Samples 'confirm IS used mustard agent in Iraq attack'
- Published
Sources at the global chemical watchdog say sulphur mustard was used last year in an attack on Kurdish forces in Iraq blamed on Islamic State (IS) militants.
The Organisation for the Prohibition of Chemical Weapons (OPCW) was sent samples after 35 Peshmerga fighters became ill near Irbil in August.
On Monday, the sources said the samples tested positive for sulphur mustard.
If confirmed, it would be the first known use of chemical weapons in Iraq since the fall of Saddam Hussein.
OPCW experts recently concluded that sulphur mustard was used in August in neighbouring Syria, during fighting between IS and rebel forces.
Sulphur mustard - commonly known as "mustard gas" although it is liquid at ambient temperature - is a powerful irritant and blistering agent which causes severe damage to the skin, eyes and respiratory system and internal organs.
'Black liquid'
The OPCW's report does not apportion blame for the attack in Iraq on 11 August, sources in The Hague told the Reuters and AFP news agencies.
But when the Kurdistan Regional Government's ministry of Peshmerga affairs first reported the incident, it made it clear that it held IS militants responsible.
The ministry said the affected Peshmerga fighters had been deployed along the frontline with IS, near the towns of Makhmour and Gwer when about 37 rounds exploded beside them, releasing a "white dust and black liquid". Tests on blood samples "revealed traces of mustard gas", it added.

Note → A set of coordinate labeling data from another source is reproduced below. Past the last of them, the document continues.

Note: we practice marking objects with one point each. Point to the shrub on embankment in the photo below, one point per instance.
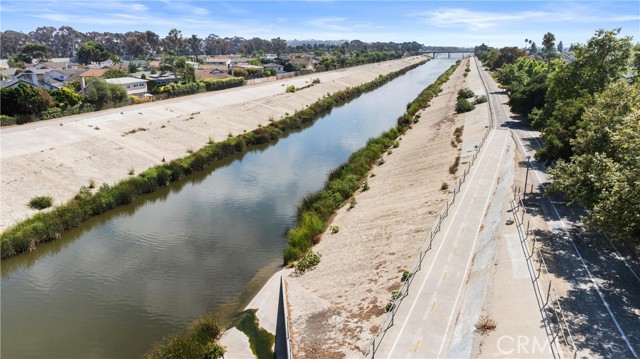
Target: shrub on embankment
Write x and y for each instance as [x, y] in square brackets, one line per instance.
[316, 208]
[199, 341]
[49, 225]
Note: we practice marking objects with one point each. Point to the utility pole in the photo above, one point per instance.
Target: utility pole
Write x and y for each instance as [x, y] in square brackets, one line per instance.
[526, 177]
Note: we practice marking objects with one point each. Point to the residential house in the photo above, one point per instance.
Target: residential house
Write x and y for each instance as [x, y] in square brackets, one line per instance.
[218, 61]
[32, 77]
[279, 69]
[6, 75]
[160, 78]
[134, 86]
[212, 72]
[303, 62]
[93, 73]
[154, 65]
[235, 61]
[62, 77]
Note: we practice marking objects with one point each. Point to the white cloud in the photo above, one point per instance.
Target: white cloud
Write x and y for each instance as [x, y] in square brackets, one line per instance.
[330, 23]
[475, 20]
[479, 20]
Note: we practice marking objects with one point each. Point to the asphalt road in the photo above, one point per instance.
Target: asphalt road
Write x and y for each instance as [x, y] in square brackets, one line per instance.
[425, 321]
[602, 303]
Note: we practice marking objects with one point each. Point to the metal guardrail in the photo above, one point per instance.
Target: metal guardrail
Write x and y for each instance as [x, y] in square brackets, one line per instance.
[427, 245]
[285, 303]
[555, 321]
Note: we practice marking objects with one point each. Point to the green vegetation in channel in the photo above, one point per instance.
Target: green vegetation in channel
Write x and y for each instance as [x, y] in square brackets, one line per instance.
[46, 226]
[260, 340]
[586, 106]
[316, 208]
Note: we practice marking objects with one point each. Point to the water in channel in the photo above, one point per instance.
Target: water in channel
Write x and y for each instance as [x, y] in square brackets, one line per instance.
[124, 280]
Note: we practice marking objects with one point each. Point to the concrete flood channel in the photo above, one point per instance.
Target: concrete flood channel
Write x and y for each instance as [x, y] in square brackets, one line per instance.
[126, 279]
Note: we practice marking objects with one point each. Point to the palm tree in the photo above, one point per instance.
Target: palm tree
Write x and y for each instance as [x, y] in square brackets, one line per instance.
[548, 43]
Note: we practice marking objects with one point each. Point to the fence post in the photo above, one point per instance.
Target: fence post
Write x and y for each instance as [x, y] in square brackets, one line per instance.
[373, 349]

OPCW spokesman Malik Ellahi would only confirm on Monday that the watchdog had sent a team of experts to Iraq to assist the government's investigation.

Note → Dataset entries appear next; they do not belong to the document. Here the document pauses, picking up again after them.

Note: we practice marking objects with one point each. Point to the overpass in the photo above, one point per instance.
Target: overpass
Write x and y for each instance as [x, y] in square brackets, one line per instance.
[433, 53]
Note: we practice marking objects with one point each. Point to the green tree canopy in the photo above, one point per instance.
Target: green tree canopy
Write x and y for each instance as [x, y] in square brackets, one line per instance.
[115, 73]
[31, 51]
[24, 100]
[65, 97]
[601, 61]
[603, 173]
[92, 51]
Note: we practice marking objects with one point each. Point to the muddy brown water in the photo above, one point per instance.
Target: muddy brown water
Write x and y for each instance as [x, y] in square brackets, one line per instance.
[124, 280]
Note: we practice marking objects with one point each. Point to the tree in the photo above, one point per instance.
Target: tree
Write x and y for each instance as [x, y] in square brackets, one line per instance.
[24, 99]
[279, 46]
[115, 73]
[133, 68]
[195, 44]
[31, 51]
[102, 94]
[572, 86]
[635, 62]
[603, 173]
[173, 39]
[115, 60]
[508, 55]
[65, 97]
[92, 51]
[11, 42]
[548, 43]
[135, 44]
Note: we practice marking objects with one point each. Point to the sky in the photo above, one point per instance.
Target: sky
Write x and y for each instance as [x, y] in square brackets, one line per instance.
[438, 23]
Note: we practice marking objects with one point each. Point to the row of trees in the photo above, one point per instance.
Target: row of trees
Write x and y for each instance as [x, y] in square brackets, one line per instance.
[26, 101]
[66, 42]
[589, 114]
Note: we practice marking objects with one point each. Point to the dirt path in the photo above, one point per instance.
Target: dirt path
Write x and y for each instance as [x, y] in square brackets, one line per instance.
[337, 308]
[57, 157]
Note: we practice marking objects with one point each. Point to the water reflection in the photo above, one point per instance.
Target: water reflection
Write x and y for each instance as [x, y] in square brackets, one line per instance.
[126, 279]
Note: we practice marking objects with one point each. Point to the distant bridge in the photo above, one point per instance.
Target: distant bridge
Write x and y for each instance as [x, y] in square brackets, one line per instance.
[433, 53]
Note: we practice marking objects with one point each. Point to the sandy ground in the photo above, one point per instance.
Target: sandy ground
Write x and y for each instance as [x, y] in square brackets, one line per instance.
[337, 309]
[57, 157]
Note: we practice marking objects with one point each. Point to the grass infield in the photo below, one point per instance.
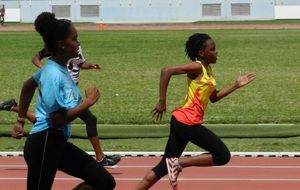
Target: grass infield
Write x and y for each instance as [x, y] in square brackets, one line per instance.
[131, 63]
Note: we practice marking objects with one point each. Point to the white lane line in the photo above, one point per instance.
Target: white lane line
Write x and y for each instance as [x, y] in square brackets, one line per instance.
[165, 179]
[150, 166]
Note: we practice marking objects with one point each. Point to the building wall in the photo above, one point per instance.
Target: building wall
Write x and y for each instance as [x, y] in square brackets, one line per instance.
[143, 11]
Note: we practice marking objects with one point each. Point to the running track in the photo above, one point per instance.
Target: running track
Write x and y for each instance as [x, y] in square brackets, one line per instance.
[242, 173]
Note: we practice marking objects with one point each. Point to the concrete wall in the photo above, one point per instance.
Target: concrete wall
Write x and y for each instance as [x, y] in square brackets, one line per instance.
[149, 11]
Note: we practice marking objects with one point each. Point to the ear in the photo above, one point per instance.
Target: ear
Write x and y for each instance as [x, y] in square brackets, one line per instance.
[61, 44]
[200, 53]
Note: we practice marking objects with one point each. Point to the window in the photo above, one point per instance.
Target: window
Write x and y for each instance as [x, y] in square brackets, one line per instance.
[211, 9]
[240, 9]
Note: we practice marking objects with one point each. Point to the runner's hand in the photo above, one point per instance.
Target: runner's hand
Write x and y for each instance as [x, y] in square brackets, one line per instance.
[243, 80]
[158, 111]
[18, 130]
[92, 95]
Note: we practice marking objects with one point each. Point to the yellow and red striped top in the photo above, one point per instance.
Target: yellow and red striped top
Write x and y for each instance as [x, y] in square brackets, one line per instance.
[196, 99]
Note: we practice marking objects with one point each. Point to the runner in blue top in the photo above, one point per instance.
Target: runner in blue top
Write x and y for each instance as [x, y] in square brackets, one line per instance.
[59, 102]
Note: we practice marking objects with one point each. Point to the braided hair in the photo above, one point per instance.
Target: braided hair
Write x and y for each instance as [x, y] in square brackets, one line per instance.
[194, 44]
[52, 30]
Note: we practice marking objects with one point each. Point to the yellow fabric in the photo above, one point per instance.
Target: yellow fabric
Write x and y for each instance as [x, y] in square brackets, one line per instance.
[196, 99]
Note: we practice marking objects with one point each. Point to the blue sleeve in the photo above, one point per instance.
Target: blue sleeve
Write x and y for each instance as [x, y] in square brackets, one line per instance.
[37, 75]
[50, 90]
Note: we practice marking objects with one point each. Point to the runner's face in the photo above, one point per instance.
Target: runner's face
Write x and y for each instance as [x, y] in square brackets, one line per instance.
[210, 52]
[72, 43]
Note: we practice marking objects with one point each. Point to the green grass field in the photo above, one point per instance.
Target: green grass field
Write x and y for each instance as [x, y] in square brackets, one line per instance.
[131, 63]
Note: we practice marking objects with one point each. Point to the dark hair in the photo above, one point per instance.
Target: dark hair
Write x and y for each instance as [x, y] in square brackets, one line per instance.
[194, 44]
[51, 29]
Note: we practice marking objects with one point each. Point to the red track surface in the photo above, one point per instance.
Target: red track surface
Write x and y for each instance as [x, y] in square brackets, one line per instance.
[265, 173]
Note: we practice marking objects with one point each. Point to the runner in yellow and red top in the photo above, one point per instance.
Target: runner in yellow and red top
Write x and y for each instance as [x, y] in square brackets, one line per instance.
[196, 98]
[186, 121]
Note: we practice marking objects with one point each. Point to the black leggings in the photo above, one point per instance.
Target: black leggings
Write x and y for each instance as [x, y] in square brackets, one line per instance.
[181, 134]
[47, 151]
[91, 123]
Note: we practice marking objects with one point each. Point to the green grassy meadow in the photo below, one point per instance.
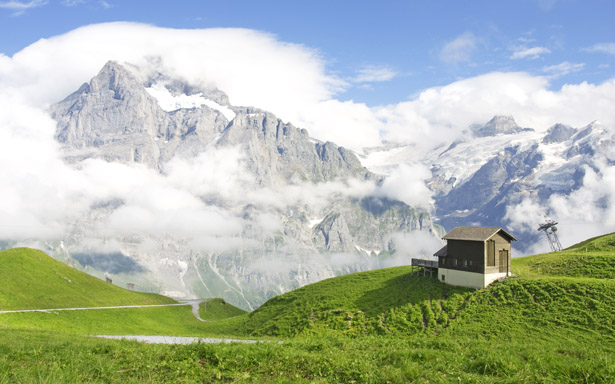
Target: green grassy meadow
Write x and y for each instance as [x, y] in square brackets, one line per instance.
[32, 280]
[553, 323]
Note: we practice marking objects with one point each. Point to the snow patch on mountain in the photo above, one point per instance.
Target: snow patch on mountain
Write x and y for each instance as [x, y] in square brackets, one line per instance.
[170, 102]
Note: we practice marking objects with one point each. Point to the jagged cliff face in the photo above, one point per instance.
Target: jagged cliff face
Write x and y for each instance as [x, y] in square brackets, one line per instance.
[302, 210]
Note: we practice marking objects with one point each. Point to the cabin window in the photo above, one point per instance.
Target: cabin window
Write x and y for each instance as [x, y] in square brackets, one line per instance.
[491, 253]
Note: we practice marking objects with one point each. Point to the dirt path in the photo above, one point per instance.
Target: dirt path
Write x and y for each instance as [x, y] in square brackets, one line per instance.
[195, 307]
[177, 339]
[193, 303]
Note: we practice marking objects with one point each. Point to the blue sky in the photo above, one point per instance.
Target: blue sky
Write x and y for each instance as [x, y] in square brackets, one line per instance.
[387, 50]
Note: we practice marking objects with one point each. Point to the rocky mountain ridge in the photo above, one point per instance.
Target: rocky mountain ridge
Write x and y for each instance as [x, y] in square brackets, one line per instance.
[300, 210]
[481, 177]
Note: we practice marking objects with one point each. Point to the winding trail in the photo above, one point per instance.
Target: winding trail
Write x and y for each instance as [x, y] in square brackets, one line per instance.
[177, 339]
[193, 303]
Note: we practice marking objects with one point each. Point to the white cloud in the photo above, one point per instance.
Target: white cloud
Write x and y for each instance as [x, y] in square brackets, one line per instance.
[438, 115]
[608, 48]
[20, 7]
[562, 69]
[586, 212]
[39, 194]
[459, 49]
[529, 53]
[374, 73]
[73, 3]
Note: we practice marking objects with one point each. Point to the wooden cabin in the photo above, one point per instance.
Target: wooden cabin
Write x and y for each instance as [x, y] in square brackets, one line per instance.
[474, 256]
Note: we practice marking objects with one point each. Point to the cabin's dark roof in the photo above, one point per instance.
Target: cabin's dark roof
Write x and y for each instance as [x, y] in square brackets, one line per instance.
[475, 233]
[442, 252]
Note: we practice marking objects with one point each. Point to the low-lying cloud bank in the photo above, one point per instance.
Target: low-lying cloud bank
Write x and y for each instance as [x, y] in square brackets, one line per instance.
[41, 196]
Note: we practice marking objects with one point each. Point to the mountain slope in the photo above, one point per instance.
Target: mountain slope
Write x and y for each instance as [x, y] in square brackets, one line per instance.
[240, 204]
[33, 280]
[392, 301]
[491, 173]
[593, 258]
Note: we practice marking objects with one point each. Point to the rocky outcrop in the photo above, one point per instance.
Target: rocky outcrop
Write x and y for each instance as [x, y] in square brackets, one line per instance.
[120, 117]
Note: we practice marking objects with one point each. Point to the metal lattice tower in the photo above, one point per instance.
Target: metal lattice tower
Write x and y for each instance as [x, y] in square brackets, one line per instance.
[550, 230]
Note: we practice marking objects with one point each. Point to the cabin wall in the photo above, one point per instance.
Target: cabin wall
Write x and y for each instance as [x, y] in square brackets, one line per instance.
[501, 244]
[464, 256]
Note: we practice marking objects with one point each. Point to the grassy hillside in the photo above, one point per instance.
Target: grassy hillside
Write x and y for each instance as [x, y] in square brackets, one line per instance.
[382, 326]
[570, 289]
[218, 309]
[31, 279]
[593, 258]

"The team completed its mission and the OPCW has shared the results of its technical work with the government of Iraq," a statement said, according to AFP.
The OPCW's Executive Council is expected to discuss the findings next month.

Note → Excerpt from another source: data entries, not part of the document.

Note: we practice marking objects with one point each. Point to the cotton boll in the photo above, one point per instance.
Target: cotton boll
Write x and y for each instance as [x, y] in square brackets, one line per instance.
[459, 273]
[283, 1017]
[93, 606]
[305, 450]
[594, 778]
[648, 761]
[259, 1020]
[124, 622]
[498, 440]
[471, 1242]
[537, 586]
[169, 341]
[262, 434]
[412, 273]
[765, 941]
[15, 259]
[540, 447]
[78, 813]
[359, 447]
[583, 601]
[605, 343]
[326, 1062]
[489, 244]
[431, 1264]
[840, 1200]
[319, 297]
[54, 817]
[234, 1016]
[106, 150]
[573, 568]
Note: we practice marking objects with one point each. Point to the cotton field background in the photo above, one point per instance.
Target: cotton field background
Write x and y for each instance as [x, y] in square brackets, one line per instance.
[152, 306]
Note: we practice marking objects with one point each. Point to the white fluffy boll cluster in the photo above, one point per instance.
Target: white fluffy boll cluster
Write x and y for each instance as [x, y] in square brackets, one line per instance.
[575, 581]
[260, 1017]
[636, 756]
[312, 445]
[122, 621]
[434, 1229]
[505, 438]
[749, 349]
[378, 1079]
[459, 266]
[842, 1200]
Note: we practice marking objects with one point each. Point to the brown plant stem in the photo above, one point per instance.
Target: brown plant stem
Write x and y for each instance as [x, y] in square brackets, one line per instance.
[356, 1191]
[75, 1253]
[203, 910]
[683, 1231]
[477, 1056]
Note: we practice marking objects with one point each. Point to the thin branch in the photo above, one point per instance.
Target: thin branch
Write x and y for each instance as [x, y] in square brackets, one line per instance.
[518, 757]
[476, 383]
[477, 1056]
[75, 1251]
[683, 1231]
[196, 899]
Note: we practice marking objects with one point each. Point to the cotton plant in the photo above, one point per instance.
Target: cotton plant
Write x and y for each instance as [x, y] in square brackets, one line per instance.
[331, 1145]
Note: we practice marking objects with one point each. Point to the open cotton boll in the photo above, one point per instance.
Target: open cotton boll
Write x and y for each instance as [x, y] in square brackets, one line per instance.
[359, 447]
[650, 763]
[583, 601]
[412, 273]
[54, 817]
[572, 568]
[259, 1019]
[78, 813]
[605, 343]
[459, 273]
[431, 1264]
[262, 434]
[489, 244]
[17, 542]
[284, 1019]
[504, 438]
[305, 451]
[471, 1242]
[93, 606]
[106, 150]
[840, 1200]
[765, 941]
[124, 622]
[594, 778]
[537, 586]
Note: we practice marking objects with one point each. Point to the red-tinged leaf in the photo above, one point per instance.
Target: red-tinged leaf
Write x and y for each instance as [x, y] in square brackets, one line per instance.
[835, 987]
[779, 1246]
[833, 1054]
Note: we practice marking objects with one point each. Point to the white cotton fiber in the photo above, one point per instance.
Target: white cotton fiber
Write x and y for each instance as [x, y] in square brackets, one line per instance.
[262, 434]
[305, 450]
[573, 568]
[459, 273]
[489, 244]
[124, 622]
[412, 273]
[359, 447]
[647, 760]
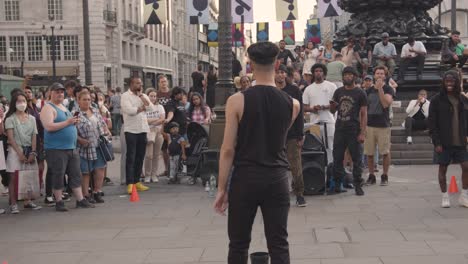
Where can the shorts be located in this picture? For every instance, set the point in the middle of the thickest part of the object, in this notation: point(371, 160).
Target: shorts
point(87, 165)
point(61, 162)
point(451, 155)
point(377, 136)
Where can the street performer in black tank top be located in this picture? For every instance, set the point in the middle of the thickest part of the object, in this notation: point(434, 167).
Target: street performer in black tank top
point(257, 123)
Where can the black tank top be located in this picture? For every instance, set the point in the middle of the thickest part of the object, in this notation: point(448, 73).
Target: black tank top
point(261, 138)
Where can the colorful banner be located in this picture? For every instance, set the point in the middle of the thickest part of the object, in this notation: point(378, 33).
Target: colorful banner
point(242, 11)
point(313, 31)
point(154, 12)
point(288, 32)
point(198, 11)
point(212, 35)
point(263, 33)
point(328, 8)
point(238, 35)
point(286, 10)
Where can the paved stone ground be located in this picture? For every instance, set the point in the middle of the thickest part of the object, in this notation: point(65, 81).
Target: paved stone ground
point(398, 224)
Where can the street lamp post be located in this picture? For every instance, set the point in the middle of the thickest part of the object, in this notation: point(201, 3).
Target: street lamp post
point(52, 41)
point(225, 85)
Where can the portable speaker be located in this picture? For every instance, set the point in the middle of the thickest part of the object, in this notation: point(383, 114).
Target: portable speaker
point(313, 171)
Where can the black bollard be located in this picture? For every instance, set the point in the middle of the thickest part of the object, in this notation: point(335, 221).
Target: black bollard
point(259, 258)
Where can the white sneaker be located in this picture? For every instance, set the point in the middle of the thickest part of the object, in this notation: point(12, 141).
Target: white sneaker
point(445, 201)
point(409, 140)
point(463, 200)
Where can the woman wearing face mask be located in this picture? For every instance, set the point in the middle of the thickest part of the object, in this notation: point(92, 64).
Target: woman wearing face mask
point(418, 112)
point(90, 126)
point(21, 131)
point(155, 138)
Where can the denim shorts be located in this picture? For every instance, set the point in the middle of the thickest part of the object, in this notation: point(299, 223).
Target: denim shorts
point(450, 155)
point(93, 164)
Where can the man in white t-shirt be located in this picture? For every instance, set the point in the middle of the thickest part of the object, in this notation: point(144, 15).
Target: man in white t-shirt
point(412, 52)
point(316, 100)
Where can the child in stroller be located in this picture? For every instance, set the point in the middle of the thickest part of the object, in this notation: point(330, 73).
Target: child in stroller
point(176, 148)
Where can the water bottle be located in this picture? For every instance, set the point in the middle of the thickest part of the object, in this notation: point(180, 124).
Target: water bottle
point(212, 191)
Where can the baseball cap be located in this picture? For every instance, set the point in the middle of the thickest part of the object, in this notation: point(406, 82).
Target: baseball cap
point(56, 86)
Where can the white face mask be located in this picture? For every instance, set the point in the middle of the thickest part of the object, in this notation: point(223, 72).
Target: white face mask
point(21, 106)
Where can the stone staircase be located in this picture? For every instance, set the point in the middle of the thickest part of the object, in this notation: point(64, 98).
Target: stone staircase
point(420, 152)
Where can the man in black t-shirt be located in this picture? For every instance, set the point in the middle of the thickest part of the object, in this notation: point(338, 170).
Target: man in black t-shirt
point(379, 100)
point(350, 129)
point(285, 54)
point(363, 55)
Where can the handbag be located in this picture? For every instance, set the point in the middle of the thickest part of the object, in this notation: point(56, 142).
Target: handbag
point(27, 182)
point(105, 147)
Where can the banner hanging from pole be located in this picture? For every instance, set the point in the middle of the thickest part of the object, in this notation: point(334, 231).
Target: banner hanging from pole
point(329, 8)
point(154, 12)
point(313, 31)
point(198, 11)
point(242, 11)
point(286, 10)
point(238, 35)
point(212, 35)
point(288, 32)
point(263, 33)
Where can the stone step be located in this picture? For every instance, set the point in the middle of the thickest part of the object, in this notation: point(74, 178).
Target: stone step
point(416, 140)
point(418, 154)
point(412, 162)
point(412, 147)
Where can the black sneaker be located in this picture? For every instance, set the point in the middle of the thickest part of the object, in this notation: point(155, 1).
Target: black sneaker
point(300, 201)
point(384, 180)
point(84, 204)
point(358, 190)
point(90, 199)
point(98, 198)
point(60, 207)
point(371, 180)
point(49, 201)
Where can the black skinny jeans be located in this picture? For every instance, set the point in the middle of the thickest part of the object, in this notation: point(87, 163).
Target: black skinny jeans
point(136, 148)
point(347, 139)
point(250, 189)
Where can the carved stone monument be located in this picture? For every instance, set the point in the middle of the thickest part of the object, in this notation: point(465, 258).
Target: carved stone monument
point(400, 18)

Experts are still uncertain about how IS might have obtained chemical weapons.
One unnamed diplomat told the Reuters news agency that it was possible the sulphur mustard was obtained from the Syrian military's stockpile, which was supposedly destroyed after a deadly attack involving the nerve agent sarin outside Damascus in August 2013.
However, CIA director John Brennan said, external on Sunday that IS militants were believed to have access to the necessary precursor chemicals and the capability to "manufacture small quantities of chlorine and mustard gas".